- Internal Investigation Report Ruled Not Privileged Despite In-House Counsel's Involvement
- March 17, 2015
- Law Firm: Sutherland Asbill Brennan LLP - Washington Office
In litigation stemming from a worker’s injuries suffered at a chemical manufacturing facility in Louisiana, one defendant sought the “Root Cause Investigation Report” prepared by the defendant chemical company. Last week, the U.S. District Court for the Eastern District of Louisiana ordered that the report be produced over the chemical company’s objection that the report was protected by the attorney-client privilege. In support of its arguments, the chemical company submitted an affidavit from an in-house counsel that participated in the investigation. The lawyer admitted that the company routinely conducts root cause investigations as part of its “standard business practice” for “run-of-the-mill matters that occur during the day-to-day operation of facilities,” and that normally they are not managed by counsel because litigation is not anticipated. The lawyer argued, however, that “when severe injuries or events occur, onsite personnel contact [the in-house legal team],” which then coordinates and manages the investigation and follows certain confidentiality protocols. In this particular investigation, the investigation team created an 18-page PowerPoint presentation containing the investigation’s conclusions.

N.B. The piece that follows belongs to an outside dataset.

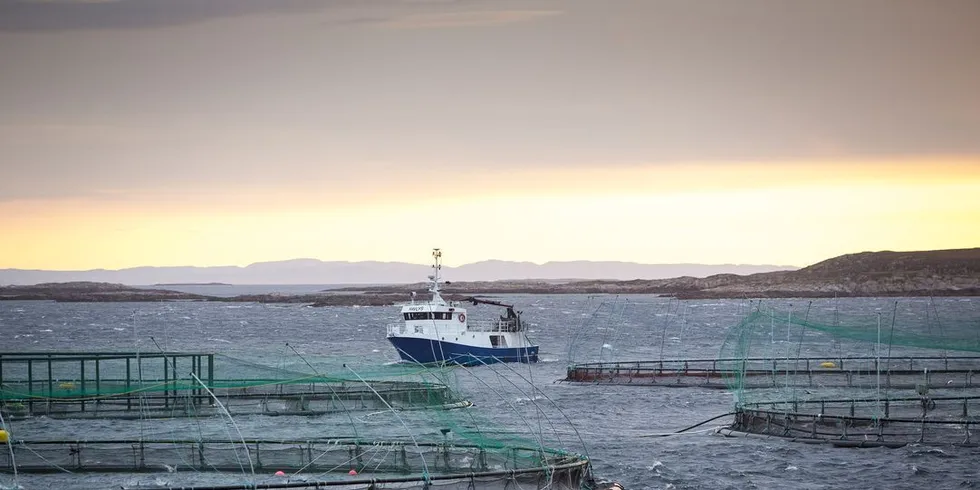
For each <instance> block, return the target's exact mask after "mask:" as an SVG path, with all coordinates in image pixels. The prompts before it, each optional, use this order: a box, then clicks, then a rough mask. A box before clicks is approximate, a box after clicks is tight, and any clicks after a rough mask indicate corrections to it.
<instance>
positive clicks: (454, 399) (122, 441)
mask: <svg viewBox="0 0 980 490" xmlns="http://www.w3.org/2000/svg"><path fill="white" fill-rule="evenodd" d="M0 365H2V380H0V386H2V392H0V410H2V414H3V416H4V418H5V420H6V421H7V423H8V424H10V425H9V427H11V431H12V432H11V437H12V440H13V441H14V443H13V444H11V445H10V449H11V451H10V452H9V454H8V453H4V454H0V468H6V469H7V470H8V471H12V470H13V468H14V465H16V466H17V468H18V469H19V471H21V472H45V471H60V470H59V468H61V469H65V470H68V471H72V472H134V473H141V472H146V471H165V472H168V473H170V472H173V471H174V470H175V469H177V472H178V473H179V472H180V471H184V472H187V476H183V477H174V478H176V480H174V481H173V482H172V483H174V484H176V483H180V484H181V485H184V486H188V487H194V486H195V485H197V484H199V483H200V481H202V477H201V474H202V473H213V474H218V475H221V474H227V475H226V476H228V478H232V479H236V481H241V479H243V478H244V479H245V480H246V481H248V482H249V483H248V484H249V485H251V484H254V483H256V482H260V481H264V480H263V477H262V476H261V475H263V474H264V475H269V474H270V473H271V472H273V471H283V472H285V473H287V476H291V477H293V479H292V480H290V482H291V484H292V485H294V486H295V485H301V484H305V483H303V482H309V484H310V485H311V486H316V485H320V486H331V485H341V484H352V483H357V482H362V483H363V482H372V481H373V482H385V481H387V482H396V481H397V482H401V483H404V484H405V485H404V487H405V488H414V487H413V486H412V485H415V483H418V484H419V485H421V486H420V488H421V487H423V486H425V485H428V484H429V482H436V481H438V482H442V484H445V485H447V488H453V485H457V484H458V485H457V486H459V487H460V488H469V486H468V485H470V484H474V485H475V486H474V487H473V488H481V487H483V486H484V485H485V484H491V486H492V485H499V484H501V482H513V483H515V484H521V485H524V484H529V485H539V486H548V485H551V486H553V487H555V488H581V487H583V486H587V485H588V484H589V482H591V475H590V464H589V461H588V459H587V455H585V454H584V445H583V444H582V442H581V439H580V438H578V437H577V434H576V433H575V430H574V427H572V426H571V424H569V423H568V422H567V420H566V419H564V417H563V415H562V414H561V411H560V408H559V407H558V405H557V404H554V403H553V402H551V400H549V399H548V398H547V396H546V395H545V394H544V393H542V392H541V391H540V390H538V389H537V388H536V387H535V385H534V383H533V380H532V379H531V376H532V374H531V371H530V367H529V366H524V365H521V366H509V365H491V366H479V367H475V368H461V367H428V366H419V365H413V364H404V363H394V364H388V365H377V364H373V363H370V362H368V361H367V360H364V359H359V358H353V357H352V358H344V357H339V356H329V357H326V356H323V357H317V356H308V355H307V356H301V355H299V354H298V353H296V355H289V356H283V357H282V358H281V359H279V361H278V362H275V363H270V364H263V363H262V362H256V361H251V360H244V359H238V358H234V357H228V356H223V355H218V354H211V353H186V352H157V353H152V354H145V353H139V354H137V353H126V352H121V353H119V352H117V353H112V352H101V353H99V352H87V353H83V352H79V353H68V352H62V353H2V354H0ZM474 405H475V406H474ZM297 416H310V417H305V418H303V419H302V420H304V421H306V420H308V421H309V422H308V423H307V422H302V421H298V420H300V419H296V418H290V419H283V417H297ZM53 418H63V419H72V420H71V426H70V427H71V429H70V430H69V431H68V432H67V433H59V427H60V428H66V427H68V426H54V427H51V426H49V424H48V423H47V422H45V421H47V420H50V419H53ZM106 419H133V422H132V423H127V422H114V424H119V425H114V426H113V427H114V429H113V431H112V433H111V435H107V434H105V433H104V431H102V430H101V429H100V428H101V427H103V426H104V425H103V424H105V423H106V422H105V421H106ZM79 434H81V435H82V436H79ZM29 436H30V437H29ZM351 471H353V472H354V474H351V473H350V472H351ZM236 474H237V476H235V475H236ZM180 478H183V480H181V479H180ZM297 479H301V480H302V481H299V480H297ZM206 480H208V481H212V482H213V481H215V480H214V479H213V478H208V479H206ZM219 481H223V480H219ZM298 481H299V483H297V482H298ZM276 482H279V483H283V482H285V480H275V481H273V482H272V483H273V484H274V483H276ZM412 482H415V483H412ZM453 482H455V483H453ZM481 482H482V483H481ZM488 482H489V483H488ZM494 482H496V483H494ZM266 483H268V482H266ZM269 488H275V487H274V486H273V487H269Z"/></svg>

The court concluded that the report was not protected by privilege. In explaining its rationale, it emphasized that this investigation was the only investigation conducted by the company. Of the 10-member investigation team, only one lawyer was included, and the report contained no references to law, legal advice, or litigation other than a disclaimer that the report was an attorney-client communication prepared for the purpose of obtaining legal advice and that its dissemination was not allowed without the express permission of the in-house legal department. To quote the court, the report contained “only conclusory and self-serving allegations about attorney-client privilege.”

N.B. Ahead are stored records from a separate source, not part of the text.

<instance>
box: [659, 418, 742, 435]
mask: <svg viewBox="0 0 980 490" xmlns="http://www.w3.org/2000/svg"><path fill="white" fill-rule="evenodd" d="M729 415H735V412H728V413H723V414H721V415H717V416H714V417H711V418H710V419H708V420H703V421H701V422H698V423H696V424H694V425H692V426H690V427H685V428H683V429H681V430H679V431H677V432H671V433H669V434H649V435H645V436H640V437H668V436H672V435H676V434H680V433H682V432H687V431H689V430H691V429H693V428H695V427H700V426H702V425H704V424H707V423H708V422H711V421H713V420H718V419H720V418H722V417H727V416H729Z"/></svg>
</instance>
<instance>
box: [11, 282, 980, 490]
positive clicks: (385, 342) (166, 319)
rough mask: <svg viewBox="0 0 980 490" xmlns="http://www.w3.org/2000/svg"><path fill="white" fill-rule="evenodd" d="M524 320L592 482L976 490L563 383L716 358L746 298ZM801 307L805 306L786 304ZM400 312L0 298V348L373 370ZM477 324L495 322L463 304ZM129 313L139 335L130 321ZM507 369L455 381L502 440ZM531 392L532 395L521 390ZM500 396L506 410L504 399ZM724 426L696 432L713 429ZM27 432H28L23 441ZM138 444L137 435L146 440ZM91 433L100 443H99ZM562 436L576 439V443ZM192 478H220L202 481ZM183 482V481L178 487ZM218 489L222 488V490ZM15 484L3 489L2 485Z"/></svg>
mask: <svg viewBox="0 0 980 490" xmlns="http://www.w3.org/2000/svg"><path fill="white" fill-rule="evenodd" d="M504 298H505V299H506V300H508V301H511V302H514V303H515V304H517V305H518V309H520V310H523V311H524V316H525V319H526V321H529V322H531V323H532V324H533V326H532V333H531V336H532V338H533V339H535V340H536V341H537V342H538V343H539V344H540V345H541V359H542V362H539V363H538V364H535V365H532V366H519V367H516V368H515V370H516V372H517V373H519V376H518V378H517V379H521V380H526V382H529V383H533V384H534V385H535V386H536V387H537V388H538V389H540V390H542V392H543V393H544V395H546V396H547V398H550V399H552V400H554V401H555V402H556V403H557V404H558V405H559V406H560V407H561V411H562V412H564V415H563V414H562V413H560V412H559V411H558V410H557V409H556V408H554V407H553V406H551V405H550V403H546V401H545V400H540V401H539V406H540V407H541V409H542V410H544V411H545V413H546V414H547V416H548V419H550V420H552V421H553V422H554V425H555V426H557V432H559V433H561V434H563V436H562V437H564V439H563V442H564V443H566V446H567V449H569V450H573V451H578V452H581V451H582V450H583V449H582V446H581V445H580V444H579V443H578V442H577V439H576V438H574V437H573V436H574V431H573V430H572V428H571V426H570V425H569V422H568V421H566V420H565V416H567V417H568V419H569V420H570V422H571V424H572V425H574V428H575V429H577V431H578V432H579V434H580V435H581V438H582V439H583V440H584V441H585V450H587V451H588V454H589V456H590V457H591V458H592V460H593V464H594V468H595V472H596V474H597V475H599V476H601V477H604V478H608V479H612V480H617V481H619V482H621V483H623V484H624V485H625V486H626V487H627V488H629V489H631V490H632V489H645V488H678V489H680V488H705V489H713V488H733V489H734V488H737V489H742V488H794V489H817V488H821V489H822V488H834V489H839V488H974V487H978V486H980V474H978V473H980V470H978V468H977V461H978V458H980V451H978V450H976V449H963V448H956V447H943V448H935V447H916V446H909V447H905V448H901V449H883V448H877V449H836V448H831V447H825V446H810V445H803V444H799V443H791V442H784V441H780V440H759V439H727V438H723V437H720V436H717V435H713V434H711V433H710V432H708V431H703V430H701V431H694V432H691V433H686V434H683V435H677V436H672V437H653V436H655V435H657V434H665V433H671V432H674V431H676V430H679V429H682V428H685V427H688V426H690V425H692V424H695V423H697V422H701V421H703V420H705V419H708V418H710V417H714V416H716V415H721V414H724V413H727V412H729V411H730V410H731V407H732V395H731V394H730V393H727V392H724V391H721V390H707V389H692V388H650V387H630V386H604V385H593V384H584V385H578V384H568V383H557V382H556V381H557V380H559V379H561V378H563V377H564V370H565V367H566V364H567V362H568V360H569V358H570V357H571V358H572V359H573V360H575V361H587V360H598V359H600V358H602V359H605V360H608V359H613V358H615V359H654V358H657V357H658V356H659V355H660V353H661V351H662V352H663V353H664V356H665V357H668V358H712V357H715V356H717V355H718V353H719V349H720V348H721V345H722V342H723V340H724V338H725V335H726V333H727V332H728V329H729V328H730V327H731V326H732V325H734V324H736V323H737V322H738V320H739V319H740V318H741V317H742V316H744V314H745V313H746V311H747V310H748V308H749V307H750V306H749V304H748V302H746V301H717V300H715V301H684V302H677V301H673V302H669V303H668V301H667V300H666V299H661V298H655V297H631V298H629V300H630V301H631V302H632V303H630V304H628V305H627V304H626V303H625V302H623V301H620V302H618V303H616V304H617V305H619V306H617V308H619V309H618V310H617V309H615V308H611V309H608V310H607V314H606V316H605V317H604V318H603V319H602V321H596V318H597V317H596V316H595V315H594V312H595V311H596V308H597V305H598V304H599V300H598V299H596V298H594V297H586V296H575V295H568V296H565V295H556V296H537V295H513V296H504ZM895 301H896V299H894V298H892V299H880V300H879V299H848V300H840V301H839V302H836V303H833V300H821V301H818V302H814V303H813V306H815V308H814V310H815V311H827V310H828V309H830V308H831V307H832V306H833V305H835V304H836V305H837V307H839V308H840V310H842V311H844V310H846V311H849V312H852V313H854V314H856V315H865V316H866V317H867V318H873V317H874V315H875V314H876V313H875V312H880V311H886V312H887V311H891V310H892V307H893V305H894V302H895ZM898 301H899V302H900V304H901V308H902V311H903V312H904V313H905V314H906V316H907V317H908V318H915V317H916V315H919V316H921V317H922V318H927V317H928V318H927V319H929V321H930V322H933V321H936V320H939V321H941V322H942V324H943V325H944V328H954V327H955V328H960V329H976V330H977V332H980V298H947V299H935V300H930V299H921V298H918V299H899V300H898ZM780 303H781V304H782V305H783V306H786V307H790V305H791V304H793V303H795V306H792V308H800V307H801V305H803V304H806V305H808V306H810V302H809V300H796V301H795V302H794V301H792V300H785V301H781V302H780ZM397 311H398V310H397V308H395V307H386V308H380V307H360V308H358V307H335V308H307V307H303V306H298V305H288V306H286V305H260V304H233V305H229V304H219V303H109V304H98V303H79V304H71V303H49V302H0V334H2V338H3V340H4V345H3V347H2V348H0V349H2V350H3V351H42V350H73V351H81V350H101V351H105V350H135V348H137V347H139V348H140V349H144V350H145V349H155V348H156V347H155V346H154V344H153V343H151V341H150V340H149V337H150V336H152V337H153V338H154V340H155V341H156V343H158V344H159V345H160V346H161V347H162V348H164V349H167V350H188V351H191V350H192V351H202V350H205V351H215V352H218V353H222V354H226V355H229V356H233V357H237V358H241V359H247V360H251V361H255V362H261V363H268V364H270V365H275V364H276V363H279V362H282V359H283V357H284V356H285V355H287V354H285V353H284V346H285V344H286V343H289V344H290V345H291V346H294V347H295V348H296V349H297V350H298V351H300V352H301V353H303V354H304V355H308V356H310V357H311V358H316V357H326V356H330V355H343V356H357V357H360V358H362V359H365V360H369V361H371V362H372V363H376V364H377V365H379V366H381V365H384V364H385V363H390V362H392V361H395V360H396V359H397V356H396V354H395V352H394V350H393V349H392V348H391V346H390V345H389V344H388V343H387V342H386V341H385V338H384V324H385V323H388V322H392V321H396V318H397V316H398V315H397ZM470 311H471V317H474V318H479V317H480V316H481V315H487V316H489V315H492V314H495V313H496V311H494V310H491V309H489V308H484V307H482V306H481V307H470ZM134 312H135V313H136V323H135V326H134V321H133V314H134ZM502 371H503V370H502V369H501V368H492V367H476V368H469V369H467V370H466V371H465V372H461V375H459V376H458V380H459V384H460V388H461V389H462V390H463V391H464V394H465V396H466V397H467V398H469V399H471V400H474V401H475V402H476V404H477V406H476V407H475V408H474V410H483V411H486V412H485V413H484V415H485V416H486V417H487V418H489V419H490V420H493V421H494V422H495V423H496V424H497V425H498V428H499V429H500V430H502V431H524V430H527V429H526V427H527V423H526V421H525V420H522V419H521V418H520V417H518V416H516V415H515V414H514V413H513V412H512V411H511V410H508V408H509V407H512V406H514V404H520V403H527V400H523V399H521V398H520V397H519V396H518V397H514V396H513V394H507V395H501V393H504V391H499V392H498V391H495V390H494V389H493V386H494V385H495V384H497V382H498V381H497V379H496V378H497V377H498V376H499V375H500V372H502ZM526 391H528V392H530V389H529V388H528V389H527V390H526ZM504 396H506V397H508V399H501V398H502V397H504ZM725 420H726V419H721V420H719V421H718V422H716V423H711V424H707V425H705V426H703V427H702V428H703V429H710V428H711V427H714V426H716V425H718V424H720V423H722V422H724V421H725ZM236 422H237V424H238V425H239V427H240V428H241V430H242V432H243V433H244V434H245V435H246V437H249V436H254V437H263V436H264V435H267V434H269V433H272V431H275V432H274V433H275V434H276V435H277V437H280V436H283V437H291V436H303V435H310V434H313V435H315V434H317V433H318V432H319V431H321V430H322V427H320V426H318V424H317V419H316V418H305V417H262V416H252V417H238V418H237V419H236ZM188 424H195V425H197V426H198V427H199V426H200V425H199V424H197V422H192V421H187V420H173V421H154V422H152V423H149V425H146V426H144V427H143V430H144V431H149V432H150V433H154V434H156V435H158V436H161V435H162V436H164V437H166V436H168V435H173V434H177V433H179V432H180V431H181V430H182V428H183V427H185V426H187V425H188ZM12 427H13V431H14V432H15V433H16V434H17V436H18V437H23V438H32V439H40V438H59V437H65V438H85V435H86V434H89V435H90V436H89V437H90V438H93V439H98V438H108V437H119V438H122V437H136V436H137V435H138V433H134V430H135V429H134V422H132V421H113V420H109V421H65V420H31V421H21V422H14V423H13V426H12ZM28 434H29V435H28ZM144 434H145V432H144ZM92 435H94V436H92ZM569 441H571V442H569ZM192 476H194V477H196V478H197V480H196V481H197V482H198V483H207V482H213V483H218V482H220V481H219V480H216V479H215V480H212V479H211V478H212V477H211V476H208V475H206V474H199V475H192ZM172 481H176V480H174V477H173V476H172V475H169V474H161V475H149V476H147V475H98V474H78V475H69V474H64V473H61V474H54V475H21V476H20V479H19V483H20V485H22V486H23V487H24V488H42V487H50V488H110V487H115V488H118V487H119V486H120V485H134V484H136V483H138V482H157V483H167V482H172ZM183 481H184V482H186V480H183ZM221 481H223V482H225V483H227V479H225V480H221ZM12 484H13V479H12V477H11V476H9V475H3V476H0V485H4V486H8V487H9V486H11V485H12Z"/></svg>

Rejecting the chemical company’s argument that this investigation managed by counsel could be distinguished from the company’s usual investigations, the court explained, “the evidence shows that Root Cause Investigations of serious matters in general and of this particular case, leading to a single - and the only - analytical report to determine the root causes of an event and implement appropriate remedial measures, are just as much [the company’s] standard business practice as investigations of more mundane incidents.” The court continued, “[the in-house lawyer’s] professed anticipation of litigation, her participation on the team and [the company’s] policy of keeping the investigation confidential cannot convert a factual report prepared in the ordinary course of business into attorney-client privileged material. [The company] cannot convert what is standard business practice performed for a variety of non-legal purposes into privileged material through the simple expedient measure of adding a lawyer into the mix."